Alte Synagoge
Station 7
Die jüdische Gemeinde in Erfurt wird ab dem späten 11. Jahrhundert greifbar, denn der erste nachgewiesene Bau der Alten Synagoge fällt in diese Zeit. Bis ins 14. Jahrhundert hinein wurde das jüdische Gotteshaus mehrfach umgebaut und an die Bedürfnisse der wachsenden Gemeinde angepasst. So spiegelt die Bau- und Nutzungsgeschichte der Synagoge auch die Geschichte der jüdischen Gemeinde wider.
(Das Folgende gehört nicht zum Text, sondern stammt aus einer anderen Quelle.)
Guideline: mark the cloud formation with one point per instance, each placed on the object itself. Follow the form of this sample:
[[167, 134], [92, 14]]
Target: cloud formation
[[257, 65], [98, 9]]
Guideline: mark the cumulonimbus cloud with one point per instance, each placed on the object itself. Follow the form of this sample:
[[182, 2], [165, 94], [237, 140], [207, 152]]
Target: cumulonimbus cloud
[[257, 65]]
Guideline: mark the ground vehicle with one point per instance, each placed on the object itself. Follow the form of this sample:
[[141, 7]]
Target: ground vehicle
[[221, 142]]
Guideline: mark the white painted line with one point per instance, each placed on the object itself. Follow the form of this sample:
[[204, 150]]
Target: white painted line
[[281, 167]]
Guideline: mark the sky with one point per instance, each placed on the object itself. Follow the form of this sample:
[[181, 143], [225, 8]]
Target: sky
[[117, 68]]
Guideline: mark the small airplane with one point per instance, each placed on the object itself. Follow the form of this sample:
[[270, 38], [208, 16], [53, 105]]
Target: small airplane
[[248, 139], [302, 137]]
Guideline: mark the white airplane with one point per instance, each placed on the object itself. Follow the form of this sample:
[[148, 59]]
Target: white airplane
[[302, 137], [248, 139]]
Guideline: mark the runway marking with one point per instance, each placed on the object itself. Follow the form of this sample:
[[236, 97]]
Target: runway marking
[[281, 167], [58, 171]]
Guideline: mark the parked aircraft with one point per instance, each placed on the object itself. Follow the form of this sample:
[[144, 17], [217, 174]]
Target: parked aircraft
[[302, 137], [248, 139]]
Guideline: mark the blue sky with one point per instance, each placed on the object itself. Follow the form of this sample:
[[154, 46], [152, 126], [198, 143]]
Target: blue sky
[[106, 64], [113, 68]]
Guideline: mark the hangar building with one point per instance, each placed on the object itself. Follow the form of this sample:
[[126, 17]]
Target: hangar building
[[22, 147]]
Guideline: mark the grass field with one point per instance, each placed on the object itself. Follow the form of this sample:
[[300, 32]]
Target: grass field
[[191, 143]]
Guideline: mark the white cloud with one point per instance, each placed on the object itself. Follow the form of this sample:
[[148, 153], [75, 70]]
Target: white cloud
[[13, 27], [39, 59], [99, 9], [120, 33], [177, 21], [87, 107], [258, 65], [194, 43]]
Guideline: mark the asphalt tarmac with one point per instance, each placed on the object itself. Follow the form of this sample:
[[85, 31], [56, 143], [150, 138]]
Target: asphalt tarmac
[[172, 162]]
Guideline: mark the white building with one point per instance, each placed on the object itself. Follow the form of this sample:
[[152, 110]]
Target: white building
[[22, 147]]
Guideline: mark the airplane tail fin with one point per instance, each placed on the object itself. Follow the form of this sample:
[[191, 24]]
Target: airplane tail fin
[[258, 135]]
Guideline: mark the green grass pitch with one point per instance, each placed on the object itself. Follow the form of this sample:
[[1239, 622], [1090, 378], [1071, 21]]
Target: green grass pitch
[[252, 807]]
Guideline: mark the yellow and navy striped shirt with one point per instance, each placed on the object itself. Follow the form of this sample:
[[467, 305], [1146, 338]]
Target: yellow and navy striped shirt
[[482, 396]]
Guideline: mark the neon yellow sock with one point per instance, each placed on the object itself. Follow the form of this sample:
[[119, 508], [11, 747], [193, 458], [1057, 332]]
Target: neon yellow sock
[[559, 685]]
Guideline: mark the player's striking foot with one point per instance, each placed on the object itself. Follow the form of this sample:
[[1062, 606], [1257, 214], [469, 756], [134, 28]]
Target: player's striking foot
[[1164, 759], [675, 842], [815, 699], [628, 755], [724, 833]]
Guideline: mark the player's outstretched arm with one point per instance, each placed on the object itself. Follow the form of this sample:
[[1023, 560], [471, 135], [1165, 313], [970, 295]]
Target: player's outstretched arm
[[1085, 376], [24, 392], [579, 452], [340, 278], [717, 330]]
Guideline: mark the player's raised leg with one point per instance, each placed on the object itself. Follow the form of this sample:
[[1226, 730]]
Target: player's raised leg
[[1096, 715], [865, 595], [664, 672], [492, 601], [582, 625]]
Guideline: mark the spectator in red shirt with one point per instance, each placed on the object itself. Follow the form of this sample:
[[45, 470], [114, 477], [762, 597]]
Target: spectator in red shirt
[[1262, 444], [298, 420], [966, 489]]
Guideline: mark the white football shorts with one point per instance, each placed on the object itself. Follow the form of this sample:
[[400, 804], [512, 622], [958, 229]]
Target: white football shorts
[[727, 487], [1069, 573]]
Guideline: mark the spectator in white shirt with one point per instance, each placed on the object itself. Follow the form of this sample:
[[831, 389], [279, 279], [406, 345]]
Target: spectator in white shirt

Um 1270 entstand ein hoher repräsentativer Giebelbau, der noch heute das Aussehen der Synagoge prägt. Die Schaufassade im Westen mit einer großen Fensterrosette ist noch heute vom Nachbargrundstück aus zu erkennen. Über Jahrhunderte lebten Juden und Christen neben- und miteinander im Zentrum Erfurts. Das Jahr 1349 brachte ein jähes Ende. In Europa war die Pest ausgebrochen und die christliche Bevölkerung machte die Juden für die Seuche verantwortlich. Daher kam es an vielen Orten zu Judenverfolgungen, so auch in Erfurt. Am 21. März 1349 überfielen Aufrührer das jüdische Quartier. Sie erschlugen eine große Anzahl von Juden, die Häuser um die Synagoge brannten ab. Die gesamte Gemeinde wurde ausgelöscht, bis zu 400 Menschen starben.
In der Folge des Pogroms brachte der Erfurter Rat die Synagoge in seinen Besitz und verkaufte sie an einen Händler. Dieser baute sie in ein Lagerhaus um. Mitte des 19. Jahrhunderts zog eine Gaststätte in das Gebäude ein: Im Obergeschoss befand sich ein Tanzsaal, im Erdgeschoss Küchen- und Gasträume sowie im Keller eine Kegelbahn. Verschiedene Anbauten umschlossen das Synagogengebäude fast vollständig, sein ursprünglicher Nutzen verschwand aus dem öffentlichen Bewusstsein. Entsprechend brannten die Nationalsozialisten 1938 die damals aktiv genutzte Große Synagoge nieder, nicht aber die Alte Synagoge.
Ende der 1980er Jahre wiederentdeckt, untersucht und saniert befindet sich hier seit 2009 ein Museum. Die Exponate erzählen von einer Blütezeit jüdischen Lebens und sind gleichzeitig ein wichtiger Bestandteil der Erfurter Stadtgeschichte.